示例#1
0
def main_train(epochs,
               batchsize,
               solution='',
               sparse_penalty=0,
               sparsityTarget=0,
               sparsityTargetPenalty=0):

    # Experiment specific arguments
    conf_dataset = {
        'dataset': 'avicenna',
        'expname': 'dummy',  # Used to create the submission file
        'transfer': True,
        'normalize': True,  # (Default = True)
        'normalize_on_the_fly': False,  # (Default = False)
        'randomize_valid': True,  # (Default = True)
        'randomize_test': True,  # (Default = True)
        'saving_rate': 0,  # (Default = 0)
        'savedir': './outputs',
    }

    # First layer = PCA-75 whiten
    pca_layer = {
        'name': '1st-PCA',
        'num_components': 75,
        'min_variance': -50,
        'whiten': True,
        'pca_class': 'CovEigPCA',
        # Training properties
        'proba': [1, 0, 0],
        'savedir': './outputs',
    }

    # Load the dataset
    data = utils.load_data(conf_dataset)

    if conf_dataset['transfer']:
        # Data for the ALC proxy
        label = data[3]
        data = data[:3]

    # First layer : train or load a PCA
    pca = create_pca(conf_dataset, pca_layer, data, model=pca_layer['name'])
    data = [
        utils.sharedX(pca.function()(set.get_value(borrow=True)), borrow=True)
        for set in data
    ]
    '''
    if conf_dataset['transfer']:
        data_train, label_train = utils.filter_labels(data[0], label)
      
        alc = embed.score(data_train, label_train)
        print '... resulting ALC on train (for PCA) is', alc
    '''

    nvis = utils.get_constant(data[0].shape[1]).item()

    conf = {
        'corruption_level': 0.1,
        'nhid': 200,
        'nvis': nvis,
        'anneal_start': 100,
        'base_lr': 0.001,
        'tied_weights': True,
        'act_enc': 'sigmoid',
        'act_dec': None,
        #'lr_hb': 0.10,
        #'lr_vb': 0.10,
        'tied_weights': True,
        'solution': solution,
        'sparse_penalty': sparse_penalty,
        'sparsityTarget': sparsityTarget,
        'sparsityTargetPenalty': sparsityTargetPenalty,
        'irange': 0,
    }

    # A symbolic input representing your minibatch.
    minibatch = tensor.matrix()

    # Allocate a denoising autoencoder with binomial noise corruption.
    corruptor = GaussianCorruptor(conf['corruption_level'])
    da = DenoisingAutoencoder(corruptor, conf['nvis'], conf['nhid'],
                              conf['act_enc'], conf['act_dec'],
                              conf['tied_weights'], conf['solution'],
                              conf['sparse_penalty'], conf['sparsityTarget'],
                              conf['sparsityTargetPenalty'])

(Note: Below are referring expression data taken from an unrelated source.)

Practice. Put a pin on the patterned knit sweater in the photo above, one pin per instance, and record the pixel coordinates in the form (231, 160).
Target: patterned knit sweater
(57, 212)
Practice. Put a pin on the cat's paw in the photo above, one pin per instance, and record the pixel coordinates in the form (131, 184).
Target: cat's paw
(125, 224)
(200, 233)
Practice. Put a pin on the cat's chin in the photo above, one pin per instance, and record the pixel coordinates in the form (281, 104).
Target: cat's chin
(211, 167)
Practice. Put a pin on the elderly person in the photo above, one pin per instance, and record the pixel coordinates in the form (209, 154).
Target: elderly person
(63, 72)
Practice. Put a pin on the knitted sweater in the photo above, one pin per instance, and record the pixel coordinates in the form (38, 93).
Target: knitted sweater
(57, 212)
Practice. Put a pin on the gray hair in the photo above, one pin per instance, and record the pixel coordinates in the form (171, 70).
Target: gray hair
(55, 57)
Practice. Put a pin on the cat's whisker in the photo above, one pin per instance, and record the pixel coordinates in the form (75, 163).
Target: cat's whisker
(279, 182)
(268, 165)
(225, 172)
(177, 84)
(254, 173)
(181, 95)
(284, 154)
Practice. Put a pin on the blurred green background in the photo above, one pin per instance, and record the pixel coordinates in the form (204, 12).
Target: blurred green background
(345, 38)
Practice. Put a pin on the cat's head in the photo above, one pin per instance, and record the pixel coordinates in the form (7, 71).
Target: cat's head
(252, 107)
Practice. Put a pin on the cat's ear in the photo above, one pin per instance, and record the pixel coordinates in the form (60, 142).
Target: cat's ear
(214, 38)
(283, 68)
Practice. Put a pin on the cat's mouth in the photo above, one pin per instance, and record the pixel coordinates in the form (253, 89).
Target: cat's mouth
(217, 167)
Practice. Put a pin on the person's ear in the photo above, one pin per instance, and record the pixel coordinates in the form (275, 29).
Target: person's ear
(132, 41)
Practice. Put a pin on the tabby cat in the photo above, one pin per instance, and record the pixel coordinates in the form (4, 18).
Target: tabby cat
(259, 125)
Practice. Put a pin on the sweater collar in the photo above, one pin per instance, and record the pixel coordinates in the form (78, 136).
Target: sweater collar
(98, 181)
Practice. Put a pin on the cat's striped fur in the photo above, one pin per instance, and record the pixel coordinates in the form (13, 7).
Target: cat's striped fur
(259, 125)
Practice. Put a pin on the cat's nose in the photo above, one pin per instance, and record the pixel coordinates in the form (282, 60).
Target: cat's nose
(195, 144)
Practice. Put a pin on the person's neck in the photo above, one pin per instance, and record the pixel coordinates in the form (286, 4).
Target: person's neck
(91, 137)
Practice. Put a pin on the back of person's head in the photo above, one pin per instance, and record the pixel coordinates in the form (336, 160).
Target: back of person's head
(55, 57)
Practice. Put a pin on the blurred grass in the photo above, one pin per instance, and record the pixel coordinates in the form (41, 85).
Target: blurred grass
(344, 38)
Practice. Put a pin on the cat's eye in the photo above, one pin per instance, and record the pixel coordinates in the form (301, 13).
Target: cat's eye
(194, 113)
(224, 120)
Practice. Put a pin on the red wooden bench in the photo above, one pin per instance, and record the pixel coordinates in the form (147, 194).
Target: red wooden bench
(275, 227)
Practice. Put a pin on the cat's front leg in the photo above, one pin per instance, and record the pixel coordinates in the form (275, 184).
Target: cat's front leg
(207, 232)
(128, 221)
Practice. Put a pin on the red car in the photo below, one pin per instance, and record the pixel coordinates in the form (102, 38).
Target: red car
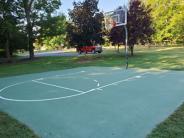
(89, 49)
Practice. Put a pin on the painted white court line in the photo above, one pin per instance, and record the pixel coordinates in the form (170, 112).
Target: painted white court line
(117, 82)
(12, 86)
(61, 87)
(70, 96)
(68, 74)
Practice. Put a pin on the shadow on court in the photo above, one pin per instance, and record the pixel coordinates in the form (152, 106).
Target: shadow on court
(92, 102)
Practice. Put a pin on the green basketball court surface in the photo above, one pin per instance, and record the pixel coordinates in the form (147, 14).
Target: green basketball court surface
(93, 102)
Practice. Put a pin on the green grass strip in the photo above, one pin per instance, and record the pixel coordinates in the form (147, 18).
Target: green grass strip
(11, 128)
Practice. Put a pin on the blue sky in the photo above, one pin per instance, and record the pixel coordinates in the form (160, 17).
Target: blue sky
(105, 5)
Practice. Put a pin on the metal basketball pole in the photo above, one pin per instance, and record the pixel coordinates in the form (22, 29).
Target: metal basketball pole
(126, 46)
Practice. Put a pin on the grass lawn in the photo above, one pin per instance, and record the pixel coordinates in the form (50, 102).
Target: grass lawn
(170, 58)
(10, 128)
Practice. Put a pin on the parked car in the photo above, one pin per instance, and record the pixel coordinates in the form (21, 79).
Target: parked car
(89, 49)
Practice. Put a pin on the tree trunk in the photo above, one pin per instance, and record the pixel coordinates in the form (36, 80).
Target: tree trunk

    # Allocate an optimizer, which tells us how to update our model.
    # TODO: build the cost another way
    cost = SquaredError(da)(minibatch, da.reconstruct(minibatch)).mean()
    trainer = SGDOptimizer(da, conf['base_lr'], conf['anneal_start'])
    updates = trainer.cost_updates(cost)

    # Finally, build a Theano function out of all this.
    train_fn = theano.function([minibatch], cost, updates=updates)

    # Suppose we want minibatches of size 10
    proba = utils.getboth(conf, pca_layer, 'proba')
    iterator = BatchIterator(data, proba, batchsize)

    # Here's a manual training loop. I hope to have some classes that
    # automate this a litle bit.
    final_cost = 0
    for epoch in xrange(epochs):
        c = []
        for minibatch_data in iterator:
            minibatch_err = train_fn(minibatch_data)
            c.append(minibatch_err)
        final_cost = numpy.mean(c)
        print "epoch %d, cost : %f" % (epoch, final_cost)

    print '############################## Fin de l\'experience ############################'
    print 'Calcul de l\'ALC : '
    if conf_dataset['transfer']:
        data_train, label_train = utils.filter_labels(data[0], label)
        alc = embed.score(data_train, label_train)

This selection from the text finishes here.